A feeling of warmth spreads over me. John-John couldn’t have a better teacher or protector than Sani. He is watching over him just as he promised.

Frey quirks an eyebrow. “Now it’s your turn. How did you meet him?
When
did you meet him?”

I settle my head on the back of the couch and stretch my legs. In my head I relive my meetings with the most holy of the Navajo shamans: Sani, who has the power to restore life to the dead. It’s the reason Frey and I traveled to Monument Valley. I wanted to see if he could restore my mortality.
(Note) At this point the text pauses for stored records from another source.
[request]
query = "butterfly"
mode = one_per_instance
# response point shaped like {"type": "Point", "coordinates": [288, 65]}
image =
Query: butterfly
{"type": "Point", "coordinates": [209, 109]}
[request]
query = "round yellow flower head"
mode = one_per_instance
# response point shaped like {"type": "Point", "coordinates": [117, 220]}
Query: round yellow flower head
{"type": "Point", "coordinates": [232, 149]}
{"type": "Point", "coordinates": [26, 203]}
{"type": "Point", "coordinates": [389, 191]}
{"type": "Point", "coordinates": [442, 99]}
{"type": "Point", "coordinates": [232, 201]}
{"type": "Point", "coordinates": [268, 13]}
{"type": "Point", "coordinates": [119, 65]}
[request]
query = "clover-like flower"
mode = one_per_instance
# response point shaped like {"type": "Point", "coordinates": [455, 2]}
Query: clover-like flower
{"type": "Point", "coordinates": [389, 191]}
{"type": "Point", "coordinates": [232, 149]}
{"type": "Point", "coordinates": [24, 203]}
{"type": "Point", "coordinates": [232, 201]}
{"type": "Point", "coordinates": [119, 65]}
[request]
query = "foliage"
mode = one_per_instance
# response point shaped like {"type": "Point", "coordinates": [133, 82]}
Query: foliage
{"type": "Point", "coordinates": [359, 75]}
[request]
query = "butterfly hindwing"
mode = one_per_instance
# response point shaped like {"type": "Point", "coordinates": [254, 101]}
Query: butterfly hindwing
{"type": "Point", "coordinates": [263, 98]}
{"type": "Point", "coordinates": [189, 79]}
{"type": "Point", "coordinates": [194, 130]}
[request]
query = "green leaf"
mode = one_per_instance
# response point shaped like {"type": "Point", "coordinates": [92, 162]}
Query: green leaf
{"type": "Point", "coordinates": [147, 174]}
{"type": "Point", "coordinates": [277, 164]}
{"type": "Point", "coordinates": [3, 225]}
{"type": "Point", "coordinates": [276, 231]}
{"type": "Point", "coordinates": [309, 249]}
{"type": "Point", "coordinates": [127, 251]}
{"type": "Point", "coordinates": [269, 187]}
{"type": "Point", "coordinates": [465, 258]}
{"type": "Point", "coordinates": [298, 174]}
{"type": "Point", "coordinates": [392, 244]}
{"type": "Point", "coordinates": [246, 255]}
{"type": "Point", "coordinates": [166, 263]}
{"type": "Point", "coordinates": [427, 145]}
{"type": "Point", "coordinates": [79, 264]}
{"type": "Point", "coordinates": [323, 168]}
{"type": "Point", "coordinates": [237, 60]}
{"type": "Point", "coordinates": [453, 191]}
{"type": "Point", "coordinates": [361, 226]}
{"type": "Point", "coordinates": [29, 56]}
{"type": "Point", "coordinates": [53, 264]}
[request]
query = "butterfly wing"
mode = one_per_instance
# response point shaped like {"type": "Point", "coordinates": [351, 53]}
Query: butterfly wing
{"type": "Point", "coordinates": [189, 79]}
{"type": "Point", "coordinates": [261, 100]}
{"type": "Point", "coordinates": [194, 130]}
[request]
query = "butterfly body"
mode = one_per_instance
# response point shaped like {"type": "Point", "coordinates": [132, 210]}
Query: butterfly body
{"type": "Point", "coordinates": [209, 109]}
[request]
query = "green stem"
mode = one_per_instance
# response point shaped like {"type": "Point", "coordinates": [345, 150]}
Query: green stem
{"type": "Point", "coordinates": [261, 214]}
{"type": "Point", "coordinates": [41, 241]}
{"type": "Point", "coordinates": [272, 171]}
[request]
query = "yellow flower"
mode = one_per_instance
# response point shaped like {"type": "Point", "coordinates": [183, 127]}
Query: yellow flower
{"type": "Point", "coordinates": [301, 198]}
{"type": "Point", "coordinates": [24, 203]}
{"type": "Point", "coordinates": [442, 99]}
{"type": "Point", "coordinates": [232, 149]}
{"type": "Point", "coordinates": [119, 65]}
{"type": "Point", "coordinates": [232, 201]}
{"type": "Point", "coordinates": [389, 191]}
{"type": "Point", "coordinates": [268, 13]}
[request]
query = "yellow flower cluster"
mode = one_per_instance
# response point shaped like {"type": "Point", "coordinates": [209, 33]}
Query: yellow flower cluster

Carefully, I compose my thoughts.

“Sani,” I tell Frey, “helped me see the truth. I am destined to be a protector and my power lies in the melding of two natures—that of human for morality and integrity and that of vampire for strength and cunning. Even when I asked that John-John’s mother be brought back and was willing to trade my life for hers, he refused. Sani told me that I am a warrior, a leader, and my path is set, just as John-John’s mother’s was set. It was her time. It wasn’t mine. Not yet.” I glance self-consciously at Frey. I realize what I said sounded melodramatic and egotistical. “Sani’s words. Not mine.”